[RFC,libdrm 1/3] tegra: Add stream library

Arto Merilainen amerilainen at nvidia.com
Fri Dec 28 00:50:53 PST 2012


On 12/28/2012 09:57 AM, Mark Zhang wrote:
> On 12/28/2012 03:45 PM, Arto Merilainen wrote:
>> On 12/28/2012 08:47 AM, Mark Zhang wrote:
>>>> +
>>>> +    /* Add fences */
>>>> +    if (num_fences) {
>>>> +
>>>> +        tegra_stream_push(stream,
>>>> +            nvhost_opcode_setclass(NV_HOST1X_CLASS_ID,
>>>> +            host1x_uclass_wait_syncpt_r(), num_fences));
>>>> +
>>>> +        for (; num_fences; num_fences--, fence++) {
>>>> +            assert(tegra_fence_is_valid(fence));
>>>
>>> This is useless. We already add "1 + num_fences" to num_words above. So
>>> move this "assert" before adding "1 + num_fences" to num_words makes
>>> sense.
>>>
>>
>> The assertion checks the validity of a single fence - not if there is
>> room in the command buffer.
>>
>> The goal is to prevent having invalid fences in the command stream.
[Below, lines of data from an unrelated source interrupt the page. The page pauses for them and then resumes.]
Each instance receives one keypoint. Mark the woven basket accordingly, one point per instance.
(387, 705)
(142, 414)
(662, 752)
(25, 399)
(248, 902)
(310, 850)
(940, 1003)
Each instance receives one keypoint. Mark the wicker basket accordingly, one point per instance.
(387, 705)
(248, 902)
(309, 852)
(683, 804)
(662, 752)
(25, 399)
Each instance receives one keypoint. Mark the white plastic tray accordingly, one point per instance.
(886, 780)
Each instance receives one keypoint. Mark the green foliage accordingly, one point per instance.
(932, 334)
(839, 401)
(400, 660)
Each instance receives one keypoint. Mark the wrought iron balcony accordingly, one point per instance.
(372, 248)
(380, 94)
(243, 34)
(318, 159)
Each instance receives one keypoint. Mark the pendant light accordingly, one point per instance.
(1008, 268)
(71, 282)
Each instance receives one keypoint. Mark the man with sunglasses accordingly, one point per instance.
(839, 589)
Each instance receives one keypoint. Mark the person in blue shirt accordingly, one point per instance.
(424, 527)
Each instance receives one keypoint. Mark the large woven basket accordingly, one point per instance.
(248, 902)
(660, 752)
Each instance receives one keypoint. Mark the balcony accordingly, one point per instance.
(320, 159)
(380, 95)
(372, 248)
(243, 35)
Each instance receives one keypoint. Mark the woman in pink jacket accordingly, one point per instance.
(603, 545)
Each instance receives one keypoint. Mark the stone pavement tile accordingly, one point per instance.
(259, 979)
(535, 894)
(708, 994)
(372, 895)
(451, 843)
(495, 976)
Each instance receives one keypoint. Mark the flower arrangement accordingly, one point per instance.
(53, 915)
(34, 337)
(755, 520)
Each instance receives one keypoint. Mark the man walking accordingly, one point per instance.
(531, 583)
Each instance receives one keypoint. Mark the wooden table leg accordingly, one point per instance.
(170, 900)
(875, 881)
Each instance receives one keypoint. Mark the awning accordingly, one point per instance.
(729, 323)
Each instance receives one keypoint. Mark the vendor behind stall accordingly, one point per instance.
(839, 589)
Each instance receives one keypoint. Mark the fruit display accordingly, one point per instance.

If
>> this check were not here it would be possible to initialise a fence with
>> tegra_fence_clear() and put that fence into the stream.
>
> My idea is, if one fence is invalid, then we should not count this in
> "num_words". In current code, if one fence is invalid, then this fence
> will not be pushed into the command stream, and the "num_words" shows a
> wrong command buffer size.
>
> So I think we should:
> - validate the fences, remove the invalid fence
> - update num_words
> - then you don't need to check fence here - I mean, before push a host1x
> syncpt wait command into the active buffer of stream.
>

In my opinion asking tegra_stream_begin() to put a bad fence into the 
stream is a case we should never be. assert() kills the application 
immediately (in debug builds) and usually this helps the programmer for 
1) finding bugs 2) not doing bad code.

"Silencing" is not a good solution especially in this case: 
tegra_stream_flush() returns an invalid fence when flushing fails. If 
the application chains submits (i.e. do a blit and then do another using 
the output of the first blit) it is crucial to be sure the first submit 
has been performed before starting the second one.